My dinner at the James Beard House was a wonderful success, serving over 120 people that first night and 30 more for the pasta workshop. Anna stayed with me the whole time, offering me hints and culinary secrets and tricks that I still treasure today.
I was invited back four more times to the James Beard House over the years and to this day, I call Anna every few months just to check in with her, say hello, send her my love and talk about what I’ve been doing, and of course, I always talk to her about her recipes.
Like I do with a lot of my friends, I never say goodbye. Saying goodbye meant I would never talk to her again, so we always ended our conversations with “much love.”
Since it is Easter time I always think of Anna’s famous Ambrosia Baked Ham that has become one of the most talked about and revered recipes in the culinary world. This is also the famous ham that Anna prepares every year for her annual Easter brunch at the James Beard House in New York City.
Just this past weekend, I talked to another culinary friend, Mary Ann Esposito, from the PBS TV cooking show “Ciao Italia.” The first thing we talked about was our mutual friend, Anna Nurse and her legendary ham recipe for the Easter season.
It is funny how many lives one has touched and how many people consider her their mentor, I myself, proudly included.
With Anna’s permission, I share with you one of her most treasured recipes. I do hope you enjoy as much as I and my family have for the past 20 years.
Buona Pasqua!Anna Nurse’s Baked Ham 1 bone-in smoked ham, 12 to 18 pounds 36 whole cloves 3 cups pineapple juice 1 pound dark brown sugar 16 ounce bottle dark corn syrup
Preheat the oven to 325 degrees. Place the ham in a shallow roasting pan. Score the fat and stud it completely with cloves. Pour the pineapple juice over the ham and bake for 12 minutes per pound.
After 1-1/2 hours, remove the ham from the oven and carefully pat the brown sugar on top, completely covering the top of the ham. Gently pour the corn syrup over the ham, being careful not to disturb the sugar covering. Continue baking basting every 15 minutes.
When the ham has baked its allotted time, remove it from your oven and continue basting until it is cooled — this gives it a beautiful glaze.
The remaining syrup can be used again over a side dish such as yams, butternut squash, or sweet potatoes, if you are serving the ham hot as a main dish. Otherwise, it can be left on the sideboard or kitchen counter at room temperature during the day for snacking purposes, then stored in the refrigerator for several days.
Recipe reprinted from “Little Italy” by David Ruggerio (Artisan Books 1997)
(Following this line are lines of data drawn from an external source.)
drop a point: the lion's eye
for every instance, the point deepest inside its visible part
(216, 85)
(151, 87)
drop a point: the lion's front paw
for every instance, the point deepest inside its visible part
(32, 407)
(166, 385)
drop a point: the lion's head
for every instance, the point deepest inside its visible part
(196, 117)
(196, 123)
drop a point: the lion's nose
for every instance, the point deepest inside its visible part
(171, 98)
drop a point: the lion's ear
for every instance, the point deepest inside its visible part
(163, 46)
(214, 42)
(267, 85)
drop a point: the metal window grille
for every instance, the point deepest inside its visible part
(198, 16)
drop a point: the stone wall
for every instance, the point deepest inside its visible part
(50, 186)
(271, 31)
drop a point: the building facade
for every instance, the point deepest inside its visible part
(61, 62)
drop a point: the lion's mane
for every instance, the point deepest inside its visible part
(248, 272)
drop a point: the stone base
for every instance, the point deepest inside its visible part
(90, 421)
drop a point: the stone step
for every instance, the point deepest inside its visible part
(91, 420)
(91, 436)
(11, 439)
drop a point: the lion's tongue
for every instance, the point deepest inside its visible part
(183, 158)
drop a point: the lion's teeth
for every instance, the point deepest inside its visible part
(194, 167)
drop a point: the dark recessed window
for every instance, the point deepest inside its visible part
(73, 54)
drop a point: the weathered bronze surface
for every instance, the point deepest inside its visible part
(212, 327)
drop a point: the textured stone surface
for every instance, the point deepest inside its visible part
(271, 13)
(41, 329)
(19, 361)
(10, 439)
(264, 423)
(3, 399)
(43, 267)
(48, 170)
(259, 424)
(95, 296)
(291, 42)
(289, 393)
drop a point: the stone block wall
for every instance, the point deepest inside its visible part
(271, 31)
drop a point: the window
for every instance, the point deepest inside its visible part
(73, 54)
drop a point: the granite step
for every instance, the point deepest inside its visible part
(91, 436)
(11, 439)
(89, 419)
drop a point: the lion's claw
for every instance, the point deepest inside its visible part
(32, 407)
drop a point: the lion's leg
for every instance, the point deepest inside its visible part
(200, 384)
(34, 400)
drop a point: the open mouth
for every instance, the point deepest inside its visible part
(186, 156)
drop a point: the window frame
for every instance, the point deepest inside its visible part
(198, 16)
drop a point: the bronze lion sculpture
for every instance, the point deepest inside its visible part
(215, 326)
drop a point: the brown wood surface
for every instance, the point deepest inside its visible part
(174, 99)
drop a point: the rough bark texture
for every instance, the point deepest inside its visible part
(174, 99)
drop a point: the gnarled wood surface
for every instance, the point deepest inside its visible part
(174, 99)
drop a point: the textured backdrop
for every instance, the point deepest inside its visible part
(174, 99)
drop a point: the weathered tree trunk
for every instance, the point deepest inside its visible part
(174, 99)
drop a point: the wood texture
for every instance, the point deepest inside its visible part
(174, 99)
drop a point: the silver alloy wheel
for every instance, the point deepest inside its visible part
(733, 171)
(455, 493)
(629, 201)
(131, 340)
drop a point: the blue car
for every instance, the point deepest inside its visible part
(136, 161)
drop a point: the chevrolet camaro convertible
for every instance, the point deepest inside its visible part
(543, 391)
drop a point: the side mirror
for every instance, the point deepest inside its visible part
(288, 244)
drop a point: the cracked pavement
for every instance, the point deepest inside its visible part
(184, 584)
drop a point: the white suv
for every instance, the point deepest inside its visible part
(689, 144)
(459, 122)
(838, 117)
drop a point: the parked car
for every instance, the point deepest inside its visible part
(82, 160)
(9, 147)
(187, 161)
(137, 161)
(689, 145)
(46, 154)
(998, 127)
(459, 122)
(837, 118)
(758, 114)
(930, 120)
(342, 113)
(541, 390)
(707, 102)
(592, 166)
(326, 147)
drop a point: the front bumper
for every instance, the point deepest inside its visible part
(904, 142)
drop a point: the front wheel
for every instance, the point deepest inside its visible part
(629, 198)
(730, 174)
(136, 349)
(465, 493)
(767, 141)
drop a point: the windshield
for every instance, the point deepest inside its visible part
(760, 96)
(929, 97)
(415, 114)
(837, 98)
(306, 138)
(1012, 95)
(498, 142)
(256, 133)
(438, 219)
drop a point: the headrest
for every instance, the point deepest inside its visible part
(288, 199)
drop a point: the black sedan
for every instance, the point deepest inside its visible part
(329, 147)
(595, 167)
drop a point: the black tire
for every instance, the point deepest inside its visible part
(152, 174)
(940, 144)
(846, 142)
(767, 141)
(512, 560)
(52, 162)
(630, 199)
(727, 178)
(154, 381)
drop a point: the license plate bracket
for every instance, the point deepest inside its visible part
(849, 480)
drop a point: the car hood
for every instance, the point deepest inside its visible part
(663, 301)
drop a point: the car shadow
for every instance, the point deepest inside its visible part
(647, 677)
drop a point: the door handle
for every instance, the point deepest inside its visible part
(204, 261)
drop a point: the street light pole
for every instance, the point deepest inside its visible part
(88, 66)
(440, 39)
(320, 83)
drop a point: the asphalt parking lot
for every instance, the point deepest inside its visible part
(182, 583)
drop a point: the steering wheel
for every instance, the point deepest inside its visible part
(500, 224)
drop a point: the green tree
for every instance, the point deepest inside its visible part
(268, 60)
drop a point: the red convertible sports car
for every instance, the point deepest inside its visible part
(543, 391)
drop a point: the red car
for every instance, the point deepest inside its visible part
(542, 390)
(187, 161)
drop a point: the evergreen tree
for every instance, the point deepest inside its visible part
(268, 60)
Chef Jasper J. Mirabile Jr. of Jasper’s commands the helm of his family’s 59-year-old restaurant, consistently rated one of Kansas City’s best Italian restaurants. In addition to running the restaurant with his brother, Mirabile is a culinary instructor, founding member of Slow Food Kansas City and a national board member of the American Institute of Wine and Food. He hosts many famous chefs on his weekly radio show Live! From Jasper’s Kitchen on KCMO 710 AM and 103.7 FM and sells a line of dressings and sauces.